Les homosexuels utilisent la stimulation manuelle, la fellation et la pénétration anale pour atteindre l'orgasme. La masturbation mutuelle est une pratique des plus simples. C'est d'ailleurs souvent ce que plusieurs "homos" feront lors de leurs premières relations homosexuelles, tout en caressant et en explorant leurs corps.

Les relations sexuelles orales

Le gland du pénis est une zone érogène des plus sensibles. Dès lors, la fellation est un moyen efficace d'atteindre l'orgasme si elle est pratiquée de façon soutenue durant un laps de temps approprié. Avec l'expérience, plusieurs homos apprennent même à "avaler" un pénis sans s'étouffer et sans avoir de haut-le-coeur. Là encore, il n'y a rien de tellement différent des pratiques sexuelles qui ont cours chez bien des couples hétérosexuels.

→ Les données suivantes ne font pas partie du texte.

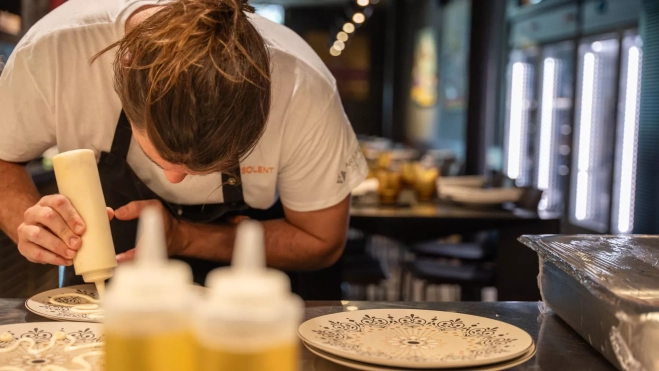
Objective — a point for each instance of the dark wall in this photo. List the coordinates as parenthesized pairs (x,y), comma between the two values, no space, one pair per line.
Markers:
(646,212)
(12,6)
(364,114)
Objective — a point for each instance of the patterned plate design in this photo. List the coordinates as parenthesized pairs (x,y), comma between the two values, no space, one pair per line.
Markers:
(40,304)
(328,362)
(24,358)
(411,338)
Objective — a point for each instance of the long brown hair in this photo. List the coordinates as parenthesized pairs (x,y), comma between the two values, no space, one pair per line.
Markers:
(195,77)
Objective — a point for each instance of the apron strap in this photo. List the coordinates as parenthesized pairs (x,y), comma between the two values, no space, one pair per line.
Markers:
(122,137)
(232,188)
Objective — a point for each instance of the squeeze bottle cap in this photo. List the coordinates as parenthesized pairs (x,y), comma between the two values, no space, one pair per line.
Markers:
(248,289)
(151,281)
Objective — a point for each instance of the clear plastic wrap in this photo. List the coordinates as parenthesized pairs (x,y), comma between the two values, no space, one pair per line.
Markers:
(607,289)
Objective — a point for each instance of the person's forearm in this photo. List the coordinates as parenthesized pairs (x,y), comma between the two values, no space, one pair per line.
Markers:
(287,247)
(17,194)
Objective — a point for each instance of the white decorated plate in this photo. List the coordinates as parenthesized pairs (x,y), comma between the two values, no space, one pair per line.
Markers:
(35,346)
(475,196)
(328,362)
(411,338)
(40,304)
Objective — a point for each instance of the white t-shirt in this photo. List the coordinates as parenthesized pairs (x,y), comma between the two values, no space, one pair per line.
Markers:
(51,95)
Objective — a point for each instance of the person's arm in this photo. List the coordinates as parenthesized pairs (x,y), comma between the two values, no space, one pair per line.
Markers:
(17,194)
(303,241)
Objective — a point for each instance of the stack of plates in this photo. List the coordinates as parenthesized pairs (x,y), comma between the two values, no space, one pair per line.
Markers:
(403,339)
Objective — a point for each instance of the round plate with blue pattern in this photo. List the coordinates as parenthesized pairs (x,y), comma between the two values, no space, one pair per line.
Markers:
(409,338)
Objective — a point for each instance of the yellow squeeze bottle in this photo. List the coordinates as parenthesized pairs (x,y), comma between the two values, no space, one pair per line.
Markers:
(249,319)
(148,307)
(78,180)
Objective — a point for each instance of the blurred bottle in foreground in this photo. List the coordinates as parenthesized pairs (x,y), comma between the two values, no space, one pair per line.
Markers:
(148,307)
(249,319)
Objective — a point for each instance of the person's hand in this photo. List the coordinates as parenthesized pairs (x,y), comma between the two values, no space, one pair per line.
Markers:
(133,210)
(51,230)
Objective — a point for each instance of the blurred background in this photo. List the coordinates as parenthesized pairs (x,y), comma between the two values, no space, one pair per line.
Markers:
(469,112)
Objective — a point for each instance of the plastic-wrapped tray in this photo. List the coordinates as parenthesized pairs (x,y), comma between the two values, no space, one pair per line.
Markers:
(607,289)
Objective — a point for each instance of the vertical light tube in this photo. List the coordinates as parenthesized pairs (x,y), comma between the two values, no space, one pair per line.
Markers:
(585,127)
(516,124)
(629,143)
(546,122)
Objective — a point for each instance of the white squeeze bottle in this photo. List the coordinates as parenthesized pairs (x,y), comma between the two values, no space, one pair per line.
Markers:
(78,180)
(249,320)
(148,307)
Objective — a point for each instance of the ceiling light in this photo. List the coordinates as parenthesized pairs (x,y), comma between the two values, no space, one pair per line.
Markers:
(358,18)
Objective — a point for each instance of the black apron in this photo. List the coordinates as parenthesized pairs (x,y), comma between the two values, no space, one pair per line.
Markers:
(122,186)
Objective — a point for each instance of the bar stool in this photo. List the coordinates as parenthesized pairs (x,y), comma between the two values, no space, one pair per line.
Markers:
(469,265)
(361,269)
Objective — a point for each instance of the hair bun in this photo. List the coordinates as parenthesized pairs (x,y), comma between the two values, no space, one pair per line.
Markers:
(244,5)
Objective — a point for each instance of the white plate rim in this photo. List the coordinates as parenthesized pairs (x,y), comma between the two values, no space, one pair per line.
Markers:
(56,291)
(97,328)
(530,353)
(403,364)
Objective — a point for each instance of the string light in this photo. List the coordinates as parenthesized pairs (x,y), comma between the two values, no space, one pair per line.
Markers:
(358,18)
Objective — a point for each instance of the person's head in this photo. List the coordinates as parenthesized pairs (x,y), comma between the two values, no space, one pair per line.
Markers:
(194,81)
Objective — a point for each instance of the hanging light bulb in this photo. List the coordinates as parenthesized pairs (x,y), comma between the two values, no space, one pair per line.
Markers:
(358,18)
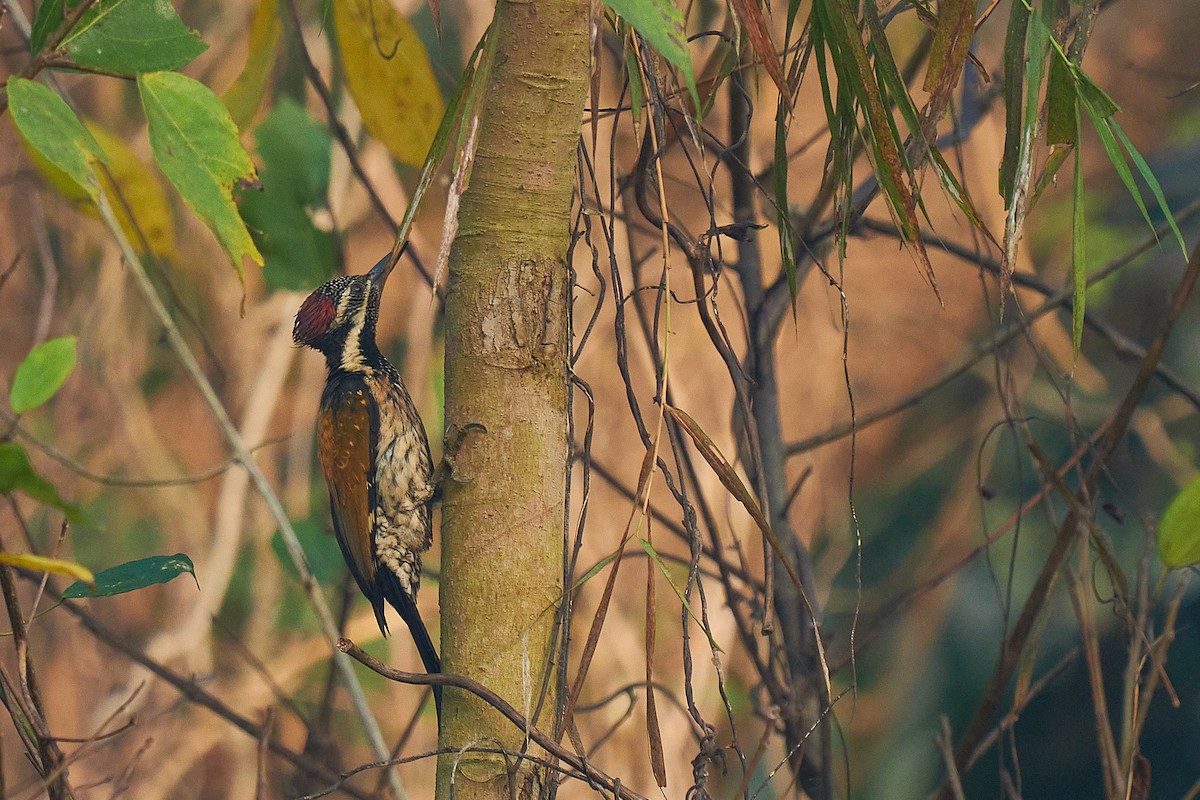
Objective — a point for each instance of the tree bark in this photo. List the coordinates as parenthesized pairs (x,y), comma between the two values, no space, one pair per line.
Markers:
(508,326)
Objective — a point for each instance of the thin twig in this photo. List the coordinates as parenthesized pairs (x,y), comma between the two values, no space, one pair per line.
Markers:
(460,681)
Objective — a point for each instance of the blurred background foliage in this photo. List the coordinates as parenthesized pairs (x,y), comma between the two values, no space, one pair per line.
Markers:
(130,441)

La position appelée "soixante-neuf", où les deux partenaires pratiquent la fellation mutuelle, est aussi populaire parmi les homosexuels qu'elle l'est chez les hétérosexuels. Cette position peut être exécutée avec un partenaire allongé et l'autre par-dessus, ou avec les deux partenaires étendus côte à côte. Plusieurs hommes préfèrent cette pratique à toute autre car elle permet aux deux partenaires de jouer des rôles actifs, contrairement aux rapports anaux où un partenaire est passif tandis que l'autre adopte le rôle actif.

Les homosexuels, en tant qu'individus, ont comme n'importe qui des préférences sexuelles qui varient d'une personne à l'autre. Certains aiment s'adonner à des pratiques fortement axées sur la génitalité tandis que d'autres préfèrent surtout les caresses, les baisers et les échanges tendres. Certains aiment pénétrer un anus ou pratiquer une fellation mais ne désirent pas la réciproque. D'autres s'adonnent avec plaisir à toutes les variantes possibles de la relation sexuelle entre deux hommes.

Il est difficile de connaître la proportion des homosexuels qui ont des relations sexuelles anales, mais il est fréquent de trouver un "homo" qui soit à la fois passif et actif. Très souvent, il jouera même les deux rôles au cours d'une rencontre ; ou encore, il sera tantôt actif, tantôt passif, selon ses partenaires et l'époque de sa vie.

Les rapports anaux

Deux muscles en forme d'anneaux (sphincters) sont situés juste à l'intérieur et autour de l'ouverture de l'anus. Ils sont normalement fermés pour prévenir l'émission involontaire de matières fécales. Le sphincter externe peut sans peine être volontairement relâché ou tendu, mais le sphincter interne est plus difficilement soumis à la volonté.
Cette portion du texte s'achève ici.